Table of Contents

MDPProblem

You will use the kuimaze2.MDPProblem environment in tasks where your goal is to find the optimal strategy for the Markov Decision Process (MDP). It is used in the third compulsory task 08-MDPs.

Public interface

After creating an instance of the MDPProblem class (see Usage), you can use the following methods:

Usage

The environment is typically used as follows:

Import the environment:

>>> from kuimaze2 import Map, MDPProblem, State

Creating a map to initialize the environment:

>>> MAP = """
S.D
..G
"""
>>> map = Map.from_string(MAP)

Creating an environment, first deterministic:

>>> env1 = MDPProblem(map)

If you want to turn on the graphical display of the environment:

>>> env1 = MDPProblem(map, graphics=True)

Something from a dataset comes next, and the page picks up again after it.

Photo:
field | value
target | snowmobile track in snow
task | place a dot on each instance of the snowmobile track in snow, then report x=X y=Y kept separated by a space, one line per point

If we want to create a non-deterministic environment (and we usually do in the case of MDP), we need to specify with what probability the environment will perform the agent's requested action and with what probabilities it will “slip somewhere else”.

>>> env2 = MDPProblem(map, action_probs=dict(forward=0.8, left=0.1, right=0.1, backward=0.0))

List of all valid states in the environment:

>>> env2.get_states()
[State(r=0, c=0), State(r=0, c=1), State(r=0, c=2), State(r=1, c=0), State(r=1, c=1), State(r=1, c=2)]

Finding out if a state is terminal:

>>> env2.is_terminal(State(0, 0)), env2.is_terminal(State(0, 2))
(False, True)

What rewards are associated with individual states? Rewards are paid out when leaving the state.

>>> env2.get_reward(State(0,0)), env2.get_reward(State(0,2)), env2.get_reward(State(1,2))
(-0.04, 1.0, 1.0)

What actions are available in a state? In our environment, all 4 actions will always be available, but if we hit a wall, we will stay in place.

>>> actions = env2.get_actions(State(0, 0))
>>> actions
[<Action.UP: 0>, <Action.RIGHT: 1>, <Action.DOWN: 2>, <Action.LEFT: 3>]

To which states and with what probability can I get if I perform a certain action in a certain state? In a deterministic environment:

>>> env1.get_next_states_and_probs(State(0, 0), actions[0])
[(State(r=0, c=0), 1.0)]
In a non-deterministic environment, the result will be different:
>>> env2.get_next_states_and_probs(State(0, 0), actions[0])
[(State(r=0, c=0), 0.8), (State(r=0, c=1), 0.1), (State(r=1, c=0), 0.0), (State(r=0, c=0), 0.1)]
Note that some resulting states may appear multiple times in the list because they can be reached by different actions.